Pregnant woman to challenge HOV lane ticket
Pregnant woman ticketed in Texas for driving in carpool lane argues unborn baby was a second person 01:43

A pregnant Texas woman who was ticketed for driving in a high-occupancy vehicle (HOV) lane says her unborn baby should count as a second person, citing the Supreme Court's recent overturn of Roe v. Wade. Brandy Bottone told CBS News on Monday that she sees her incident as involving "two people" and plans to fight the ticket in court. 

Bottone, who was 34 weeks pregnant at the time, was on her way to pick up her 6-year-old son on June 29 when she pulled into the two-person HOV lane on the Central Expressway in Dallas. She was stopped at a checkpoint by a Dallas County sheriff's deputy, who asked where her other passenger was. 

Bottone told the Dallas Morning News, which first reported the story, that "one officer kind of brushed me off when I mentioned this is a living child, according to everything that's going on with the overturning of Roe v. Wade. 'So I don't know why you're not seeing that,' I said."

Bottone told CBS News that the deputy told her the rule requires "two persons or people outside the body" to be in the vehicle.

Bottone said she told the deputy that she was "Not trying to make a political stance here, but you understand that this is a baby. It's 34 weeks along, and for sure, she's kicking and it's real life."

The deputy responded "It is, what it is," according to Bottone, and then left. A second deputy then walked over to her, told her what she was being cited for, and printed out the $275 ticket, she said. 

Brandy Bottone spoke to CBS News about getting a ticket recently after driving in the two-person HOV lane. Bottone, who is pregnant, said she considers her baby a second person.  CBS News

Bottone said that the deputy told her the ticket would "probably get dismissed," which annoyed her even further. 

"I was like, wait, you're telling me that you just wrote me a ticket for an HOV citation, and you're telling me that I can get it dismissed, but now ... I have to go to the courthouse, go fight it?" she said. "And it's just, now you're wasting my time."

"I see this as two people," she added. "The signs, if you drive downtown ... says HOV (2). And I was like one, two, we're checkmarked. We're good. And I guess it just didn't fly that day." 

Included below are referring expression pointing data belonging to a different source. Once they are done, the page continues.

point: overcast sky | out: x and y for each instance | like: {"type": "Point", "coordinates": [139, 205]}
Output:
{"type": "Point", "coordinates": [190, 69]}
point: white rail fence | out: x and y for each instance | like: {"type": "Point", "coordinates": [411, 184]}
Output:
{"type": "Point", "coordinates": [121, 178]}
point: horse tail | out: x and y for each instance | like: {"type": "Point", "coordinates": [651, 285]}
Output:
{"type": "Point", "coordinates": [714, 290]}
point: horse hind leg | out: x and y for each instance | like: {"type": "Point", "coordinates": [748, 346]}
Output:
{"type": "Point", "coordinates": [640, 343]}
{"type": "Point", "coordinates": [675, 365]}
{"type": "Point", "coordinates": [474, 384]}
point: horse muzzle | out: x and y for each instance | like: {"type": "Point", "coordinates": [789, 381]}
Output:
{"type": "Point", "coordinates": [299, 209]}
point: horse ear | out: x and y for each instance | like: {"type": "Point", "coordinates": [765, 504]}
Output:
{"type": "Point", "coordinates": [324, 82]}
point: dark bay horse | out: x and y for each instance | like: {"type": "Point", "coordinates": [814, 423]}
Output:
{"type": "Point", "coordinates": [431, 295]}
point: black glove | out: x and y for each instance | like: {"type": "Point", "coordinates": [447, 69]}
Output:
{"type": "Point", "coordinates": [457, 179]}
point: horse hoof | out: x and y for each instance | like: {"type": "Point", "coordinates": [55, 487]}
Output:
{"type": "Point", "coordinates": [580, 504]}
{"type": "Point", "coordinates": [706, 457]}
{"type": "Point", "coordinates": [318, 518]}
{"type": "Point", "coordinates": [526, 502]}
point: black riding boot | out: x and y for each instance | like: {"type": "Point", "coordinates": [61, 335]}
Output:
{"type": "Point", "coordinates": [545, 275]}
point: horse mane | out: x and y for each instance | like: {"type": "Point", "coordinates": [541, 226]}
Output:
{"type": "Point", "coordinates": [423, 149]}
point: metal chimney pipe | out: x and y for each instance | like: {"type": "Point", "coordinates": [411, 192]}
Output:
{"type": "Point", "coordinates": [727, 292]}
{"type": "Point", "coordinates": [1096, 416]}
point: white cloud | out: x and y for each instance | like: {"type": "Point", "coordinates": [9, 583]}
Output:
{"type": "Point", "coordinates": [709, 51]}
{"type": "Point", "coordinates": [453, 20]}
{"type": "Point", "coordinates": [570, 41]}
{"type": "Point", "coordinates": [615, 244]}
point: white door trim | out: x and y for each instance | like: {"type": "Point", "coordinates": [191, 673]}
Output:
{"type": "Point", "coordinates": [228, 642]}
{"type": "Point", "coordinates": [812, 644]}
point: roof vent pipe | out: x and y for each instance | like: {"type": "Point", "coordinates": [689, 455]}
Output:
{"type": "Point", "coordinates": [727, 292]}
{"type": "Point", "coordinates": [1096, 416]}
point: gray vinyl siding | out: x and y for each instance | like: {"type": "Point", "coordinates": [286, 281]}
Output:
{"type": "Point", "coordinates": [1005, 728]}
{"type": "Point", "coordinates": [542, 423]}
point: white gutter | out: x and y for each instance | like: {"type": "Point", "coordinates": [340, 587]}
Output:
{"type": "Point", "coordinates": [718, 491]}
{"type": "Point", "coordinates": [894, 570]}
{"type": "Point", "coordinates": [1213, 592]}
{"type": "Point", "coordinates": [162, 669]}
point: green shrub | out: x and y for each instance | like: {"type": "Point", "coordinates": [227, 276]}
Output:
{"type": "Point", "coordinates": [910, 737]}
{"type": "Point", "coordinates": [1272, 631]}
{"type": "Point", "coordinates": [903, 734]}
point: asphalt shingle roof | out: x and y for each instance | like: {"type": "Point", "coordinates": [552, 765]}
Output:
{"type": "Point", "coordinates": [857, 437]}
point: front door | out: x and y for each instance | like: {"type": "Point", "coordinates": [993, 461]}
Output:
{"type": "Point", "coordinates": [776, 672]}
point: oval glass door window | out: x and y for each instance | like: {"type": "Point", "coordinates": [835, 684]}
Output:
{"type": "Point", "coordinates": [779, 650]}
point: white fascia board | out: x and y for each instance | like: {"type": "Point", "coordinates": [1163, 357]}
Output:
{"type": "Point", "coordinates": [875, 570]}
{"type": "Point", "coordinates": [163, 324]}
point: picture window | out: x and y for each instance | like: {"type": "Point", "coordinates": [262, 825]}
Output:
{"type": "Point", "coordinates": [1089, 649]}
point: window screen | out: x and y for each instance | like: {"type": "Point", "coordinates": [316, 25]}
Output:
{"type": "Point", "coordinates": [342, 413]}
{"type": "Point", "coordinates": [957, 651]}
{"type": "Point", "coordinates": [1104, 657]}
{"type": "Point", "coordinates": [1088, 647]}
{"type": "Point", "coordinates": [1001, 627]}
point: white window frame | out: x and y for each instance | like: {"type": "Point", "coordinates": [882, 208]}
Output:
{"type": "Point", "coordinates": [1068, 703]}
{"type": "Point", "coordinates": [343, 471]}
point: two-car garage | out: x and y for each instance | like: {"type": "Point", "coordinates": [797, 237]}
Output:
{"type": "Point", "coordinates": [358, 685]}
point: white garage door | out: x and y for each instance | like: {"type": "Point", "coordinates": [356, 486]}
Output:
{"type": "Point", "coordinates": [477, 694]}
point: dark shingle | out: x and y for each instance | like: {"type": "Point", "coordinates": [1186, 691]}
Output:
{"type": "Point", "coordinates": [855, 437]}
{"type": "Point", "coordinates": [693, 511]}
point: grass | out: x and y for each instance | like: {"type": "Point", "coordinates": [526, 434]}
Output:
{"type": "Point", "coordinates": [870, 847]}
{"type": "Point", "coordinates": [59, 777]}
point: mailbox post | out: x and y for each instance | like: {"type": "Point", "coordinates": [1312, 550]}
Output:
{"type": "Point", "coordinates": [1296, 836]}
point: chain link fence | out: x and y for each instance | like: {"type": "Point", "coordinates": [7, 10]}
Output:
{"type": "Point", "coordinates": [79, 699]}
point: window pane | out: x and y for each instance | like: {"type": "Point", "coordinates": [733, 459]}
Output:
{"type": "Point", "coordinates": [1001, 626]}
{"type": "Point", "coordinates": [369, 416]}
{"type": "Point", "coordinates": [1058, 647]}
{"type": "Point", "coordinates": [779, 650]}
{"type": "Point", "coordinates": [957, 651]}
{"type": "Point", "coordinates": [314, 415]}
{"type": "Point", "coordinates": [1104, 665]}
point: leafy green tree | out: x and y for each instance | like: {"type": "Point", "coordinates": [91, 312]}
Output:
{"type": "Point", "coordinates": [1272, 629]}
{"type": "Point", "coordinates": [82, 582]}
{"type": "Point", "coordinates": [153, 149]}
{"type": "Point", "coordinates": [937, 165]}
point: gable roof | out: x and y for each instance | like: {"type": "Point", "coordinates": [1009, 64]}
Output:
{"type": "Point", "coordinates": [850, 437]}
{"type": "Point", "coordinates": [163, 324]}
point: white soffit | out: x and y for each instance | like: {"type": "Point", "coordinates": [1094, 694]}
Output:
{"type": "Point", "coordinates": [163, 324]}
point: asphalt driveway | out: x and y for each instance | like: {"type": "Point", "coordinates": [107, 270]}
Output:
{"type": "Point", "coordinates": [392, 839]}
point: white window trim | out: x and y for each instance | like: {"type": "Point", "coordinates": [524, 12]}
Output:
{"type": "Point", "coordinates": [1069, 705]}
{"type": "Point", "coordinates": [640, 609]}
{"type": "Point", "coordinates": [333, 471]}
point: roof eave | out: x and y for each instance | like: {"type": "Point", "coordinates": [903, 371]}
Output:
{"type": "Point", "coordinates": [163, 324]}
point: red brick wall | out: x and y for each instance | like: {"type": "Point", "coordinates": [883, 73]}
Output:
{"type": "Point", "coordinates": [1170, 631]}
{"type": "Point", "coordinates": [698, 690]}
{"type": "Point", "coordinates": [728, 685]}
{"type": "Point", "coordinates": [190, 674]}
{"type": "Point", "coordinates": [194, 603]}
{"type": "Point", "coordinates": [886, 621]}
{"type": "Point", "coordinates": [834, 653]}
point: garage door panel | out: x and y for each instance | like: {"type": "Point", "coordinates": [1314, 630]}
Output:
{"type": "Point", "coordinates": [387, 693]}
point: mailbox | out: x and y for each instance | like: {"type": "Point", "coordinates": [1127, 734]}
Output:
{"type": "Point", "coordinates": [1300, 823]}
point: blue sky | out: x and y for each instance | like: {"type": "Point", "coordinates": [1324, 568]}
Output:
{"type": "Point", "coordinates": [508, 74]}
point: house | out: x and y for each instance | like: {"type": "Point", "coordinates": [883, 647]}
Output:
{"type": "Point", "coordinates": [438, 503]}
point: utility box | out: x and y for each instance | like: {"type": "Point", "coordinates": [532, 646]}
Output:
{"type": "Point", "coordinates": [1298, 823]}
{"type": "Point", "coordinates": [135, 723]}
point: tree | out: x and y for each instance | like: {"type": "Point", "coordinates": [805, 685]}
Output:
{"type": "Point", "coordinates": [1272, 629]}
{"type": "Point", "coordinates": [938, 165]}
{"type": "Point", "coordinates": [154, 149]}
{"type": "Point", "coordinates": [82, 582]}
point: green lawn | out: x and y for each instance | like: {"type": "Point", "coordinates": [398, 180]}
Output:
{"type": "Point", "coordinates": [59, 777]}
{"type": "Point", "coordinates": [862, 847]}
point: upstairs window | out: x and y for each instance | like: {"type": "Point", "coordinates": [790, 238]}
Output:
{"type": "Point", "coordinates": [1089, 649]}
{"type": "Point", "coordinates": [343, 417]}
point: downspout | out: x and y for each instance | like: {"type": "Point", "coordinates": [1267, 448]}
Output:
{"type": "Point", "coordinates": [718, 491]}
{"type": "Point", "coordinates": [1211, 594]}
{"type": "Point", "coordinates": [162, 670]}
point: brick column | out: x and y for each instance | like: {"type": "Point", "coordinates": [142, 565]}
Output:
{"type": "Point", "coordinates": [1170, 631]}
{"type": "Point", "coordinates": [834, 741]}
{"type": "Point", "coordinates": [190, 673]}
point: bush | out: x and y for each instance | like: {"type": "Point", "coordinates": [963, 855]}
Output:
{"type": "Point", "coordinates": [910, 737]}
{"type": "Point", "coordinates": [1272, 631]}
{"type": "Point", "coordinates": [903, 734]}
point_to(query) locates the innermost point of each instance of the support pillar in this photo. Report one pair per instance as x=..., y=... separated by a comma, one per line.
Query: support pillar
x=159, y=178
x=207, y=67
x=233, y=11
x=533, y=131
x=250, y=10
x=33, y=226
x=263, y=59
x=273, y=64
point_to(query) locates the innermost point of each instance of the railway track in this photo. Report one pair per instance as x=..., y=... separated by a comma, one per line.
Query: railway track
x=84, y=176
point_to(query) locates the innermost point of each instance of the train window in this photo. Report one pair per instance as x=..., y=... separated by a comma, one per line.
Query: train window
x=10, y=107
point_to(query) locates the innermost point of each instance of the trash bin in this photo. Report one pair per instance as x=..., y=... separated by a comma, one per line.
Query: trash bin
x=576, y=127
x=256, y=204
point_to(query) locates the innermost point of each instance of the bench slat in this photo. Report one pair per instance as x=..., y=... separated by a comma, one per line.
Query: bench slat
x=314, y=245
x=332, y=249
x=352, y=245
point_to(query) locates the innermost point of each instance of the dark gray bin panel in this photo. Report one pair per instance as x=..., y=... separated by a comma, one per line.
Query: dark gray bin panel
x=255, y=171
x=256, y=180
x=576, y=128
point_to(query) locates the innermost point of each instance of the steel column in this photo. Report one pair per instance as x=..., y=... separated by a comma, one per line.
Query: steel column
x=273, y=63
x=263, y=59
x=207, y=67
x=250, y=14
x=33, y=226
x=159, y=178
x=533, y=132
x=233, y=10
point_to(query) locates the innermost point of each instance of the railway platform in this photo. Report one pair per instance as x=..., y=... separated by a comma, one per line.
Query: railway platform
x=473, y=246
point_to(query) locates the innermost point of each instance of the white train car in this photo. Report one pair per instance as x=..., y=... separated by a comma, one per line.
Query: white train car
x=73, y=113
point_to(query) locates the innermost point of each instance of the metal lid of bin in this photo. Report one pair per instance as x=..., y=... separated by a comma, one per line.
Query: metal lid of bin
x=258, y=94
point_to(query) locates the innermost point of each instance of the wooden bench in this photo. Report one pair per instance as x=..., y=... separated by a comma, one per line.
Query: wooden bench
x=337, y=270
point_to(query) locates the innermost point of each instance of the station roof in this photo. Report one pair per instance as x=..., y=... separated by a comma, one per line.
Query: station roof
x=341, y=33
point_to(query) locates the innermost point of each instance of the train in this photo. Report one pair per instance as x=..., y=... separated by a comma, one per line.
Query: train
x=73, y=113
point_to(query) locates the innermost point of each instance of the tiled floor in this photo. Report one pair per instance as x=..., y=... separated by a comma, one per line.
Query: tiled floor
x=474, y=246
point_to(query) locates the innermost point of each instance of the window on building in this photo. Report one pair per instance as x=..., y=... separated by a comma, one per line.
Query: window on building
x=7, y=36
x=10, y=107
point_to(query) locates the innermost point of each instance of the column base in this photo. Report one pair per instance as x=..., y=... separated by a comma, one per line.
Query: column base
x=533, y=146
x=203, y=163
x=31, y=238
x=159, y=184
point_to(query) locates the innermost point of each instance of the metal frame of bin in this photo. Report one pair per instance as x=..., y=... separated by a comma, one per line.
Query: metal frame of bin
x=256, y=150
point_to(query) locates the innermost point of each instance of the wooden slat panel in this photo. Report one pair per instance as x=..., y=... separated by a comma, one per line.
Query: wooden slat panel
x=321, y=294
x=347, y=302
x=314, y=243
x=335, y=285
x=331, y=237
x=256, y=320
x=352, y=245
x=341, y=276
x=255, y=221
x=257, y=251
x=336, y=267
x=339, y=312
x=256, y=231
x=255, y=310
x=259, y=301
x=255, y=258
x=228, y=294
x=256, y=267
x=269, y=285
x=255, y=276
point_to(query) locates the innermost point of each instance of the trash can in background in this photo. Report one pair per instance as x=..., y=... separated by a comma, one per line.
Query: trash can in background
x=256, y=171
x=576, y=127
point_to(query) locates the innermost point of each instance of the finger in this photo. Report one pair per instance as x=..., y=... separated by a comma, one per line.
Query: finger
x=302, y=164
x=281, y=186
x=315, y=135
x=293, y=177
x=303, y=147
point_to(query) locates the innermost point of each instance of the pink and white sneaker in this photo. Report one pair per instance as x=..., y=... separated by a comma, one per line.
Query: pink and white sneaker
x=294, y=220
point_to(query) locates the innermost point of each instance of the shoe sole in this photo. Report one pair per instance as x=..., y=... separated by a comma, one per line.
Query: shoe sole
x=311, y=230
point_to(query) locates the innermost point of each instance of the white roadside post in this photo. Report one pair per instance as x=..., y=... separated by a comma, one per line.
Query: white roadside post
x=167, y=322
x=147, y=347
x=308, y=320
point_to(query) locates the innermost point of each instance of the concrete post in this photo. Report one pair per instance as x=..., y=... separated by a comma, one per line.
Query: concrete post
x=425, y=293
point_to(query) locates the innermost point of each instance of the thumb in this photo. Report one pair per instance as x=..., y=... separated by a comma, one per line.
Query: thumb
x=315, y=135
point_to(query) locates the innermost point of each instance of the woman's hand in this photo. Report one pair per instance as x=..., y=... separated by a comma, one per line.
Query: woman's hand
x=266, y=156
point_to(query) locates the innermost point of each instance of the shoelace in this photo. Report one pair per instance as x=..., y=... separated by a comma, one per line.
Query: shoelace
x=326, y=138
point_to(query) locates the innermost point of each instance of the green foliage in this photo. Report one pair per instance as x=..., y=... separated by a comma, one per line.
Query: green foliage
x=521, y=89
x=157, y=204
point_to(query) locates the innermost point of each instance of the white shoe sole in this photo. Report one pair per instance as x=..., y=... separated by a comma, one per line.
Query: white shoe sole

Bottone said she had previously driven in an HOV lane while pregnant with her other two kids, but this was the first time she had been stopped. She also said she used the HOV lane because she feels the other lanes are not the "safest" when traffic is congested. 

"I was trying to get safely to my destination," she said. "And I thought there was two people in my car." 

The Texas penal code recognizes an unborn child as a person, but the state's transportation code doesn't. Still, Bottone will challenge the ticket and has hired legal counsel. 

"We're gonna go next Wednesday, pending I don't go into labor," she told CBS News. "So I really hope I don't."